I have a text document and I'm trying to get the text between the words "abstract" and "keywords" (in R). This is the code I'm using:
我有一个文本文档,我试图在“抽象”和“关键字”(R)之间找到文本。
gsub(".*abstract\\s*|keywords.*", "\\1", string)
However, this didn't work because somewhere else in the text the word "abstract" occurred so I made it non-greedy like this (added ? in front of abstract)
但是,这并没有起作用,因为在文本的其他地方出现了“抽象”一词,所以我将它设置为非贪婪(添加了?)前面的文摘)
gsub(".*?abstract\\s*|keywords.*", "\\1", string)
But for some reason it now takes the text between "abstract" and "keywords" (which is what I want), but ALSO the text starting from the second "abstract" appearing in the text, all the way to the end. Any ideas?
但是出于某种原因,它现在把文本放在“抽象”和“关键字”之间(这是我想要的),同时也把文本从第二个“抽象”开始,一直到最后。什么好主意吗?
2 个解决方案
#1
1
it doesn't look like you are capturing anything in your search term, you just need some ()
's in there to actually grab something so \\1
will return your target :
看起来你并没有在你的搜索词中捕捉到任何东西,你只是需要一些()来获取一些东西,所以\1会返回你的目标:
words <- c("these are some different abstract words that might be between keywords or they might just be bounded by abstract ideas")
gsub(".* abstract (.*) keywords.*", "\\1", words)
[1] "words that might be between"
#2
1
I think this should give you what you are looking for:
我认为这应该会给你你想要的东西:
regmatches(string, gregexpr("(?<=abstract).*(?=keywords)", string, perl = TRUE))
What it does:
它所做的:
-
(?<=abstract)
use the "look ahead" capabilities to find things after the word "abstract" - (?<=抽象)使用“展望未来”功能,在“抽象”一词后找到事物
-
.*
match any number of keywords - .*匹配任意数量的关键字
-
(?=keywords)
use the "look behind" for find things before the word "keywords" - 使用“look behind”在关键词之前查找
-
gregexpr
looks for the given regular expression instring
- gregexpr在字符串中查找给定的正则表达式
-
perl = TRUE
allows for the "look ahead" and "look behind" functionality - perl = TRUE允许“展望未来”和“展望未来”功能
-
regmatches
pulls out the matching piece of the string using the regular expression. - regmatches使用正则表达式提取匹配的字符串片段。
#1
1
it doesn't look like you are capturing anything in your search term, you just need some ()

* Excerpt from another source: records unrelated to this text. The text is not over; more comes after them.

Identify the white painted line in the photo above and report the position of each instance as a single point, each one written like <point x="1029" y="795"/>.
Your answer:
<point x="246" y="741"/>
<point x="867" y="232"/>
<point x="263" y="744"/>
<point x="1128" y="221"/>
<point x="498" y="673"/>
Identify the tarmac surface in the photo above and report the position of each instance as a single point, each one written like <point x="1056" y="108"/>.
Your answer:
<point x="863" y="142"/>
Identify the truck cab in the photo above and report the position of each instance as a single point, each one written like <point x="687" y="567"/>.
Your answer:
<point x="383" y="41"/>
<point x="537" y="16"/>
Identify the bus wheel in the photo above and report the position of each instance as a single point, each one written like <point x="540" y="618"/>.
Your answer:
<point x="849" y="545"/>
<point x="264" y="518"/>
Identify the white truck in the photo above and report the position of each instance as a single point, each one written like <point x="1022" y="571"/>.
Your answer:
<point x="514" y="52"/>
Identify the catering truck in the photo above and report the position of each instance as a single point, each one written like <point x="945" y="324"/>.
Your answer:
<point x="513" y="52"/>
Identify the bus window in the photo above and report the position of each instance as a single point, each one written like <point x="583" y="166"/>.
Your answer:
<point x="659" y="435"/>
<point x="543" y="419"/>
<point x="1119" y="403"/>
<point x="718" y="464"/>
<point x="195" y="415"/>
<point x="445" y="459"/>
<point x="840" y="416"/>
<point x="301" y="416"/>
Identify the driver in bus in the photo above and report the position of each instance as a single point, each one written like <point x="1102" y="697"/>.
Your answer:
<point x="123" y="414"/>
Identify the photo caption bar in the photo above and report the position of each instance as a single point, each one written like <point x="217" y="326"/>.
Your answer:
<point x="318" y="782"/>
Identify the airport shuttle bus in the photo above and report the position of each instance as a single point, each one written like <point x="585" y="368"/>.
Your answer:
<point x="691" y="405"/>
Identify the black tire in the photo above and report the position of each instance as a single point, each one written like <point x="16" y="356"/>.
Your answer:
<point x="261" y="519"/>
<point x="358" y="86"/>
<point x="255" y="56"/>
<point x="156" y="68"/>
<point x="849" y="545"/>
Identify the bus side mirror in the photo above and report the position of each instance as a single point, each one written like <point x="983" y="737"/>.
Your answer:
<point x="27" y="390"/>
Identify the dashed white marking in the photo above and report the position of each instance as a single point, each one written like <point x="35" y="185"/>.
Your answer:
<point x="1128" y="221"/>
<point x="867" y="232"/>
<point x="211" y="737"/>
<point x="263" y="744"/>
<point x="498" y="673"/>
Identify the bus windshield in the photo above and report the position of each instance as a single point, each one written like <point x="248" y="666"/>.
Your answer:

's in there to actually grab something so \\1
will return your target :
看起来你并没有在你的搜索词中捕捉到任何东西,你只是需要一些()来获取一些东西,所以\1会返回你的目标:
words <- c("these are some different abstract words that might be between keywords or they might just be bounded by abstract ideas")
gsub(".* abstract (.*) keywords.*", "\\1", words)
[1] "words that might be between"
#2
1
I think this should give you what you are looking for:
我认为这应该会给你你想要的东西:
regmatches(string, gregexpr("(?<=abstract).*(?=keywords)", string, perl = TRUE))
What it does:
它所做的:
-
(?<=abstract)
use the "look ahead" capabilities to find things after the word "abstract" - (?<=抽象)使用“展望未来”功能,在“抽象”一词后找到事物
-
.*
match any number of keywords - .*匹配任意数量的关键字
-
(?=keywords)
use the "look behind" for find things before the word "keywords" - 使用“look behind”在关键词之前查找
-
gregexpr
looks for the given regular expression instring
- gregexpr在字符串中查找给定的正则表达式
-
perl = TRUE
allows for the "look ahead" and "look behind" functionality - perl = TRUE允许“展望未来”和“展望未来”功能
-
regmatches
pulls out the matching piece of the string using the regular expression. - regmatches使用正则表达式提取匹配的字符串片段。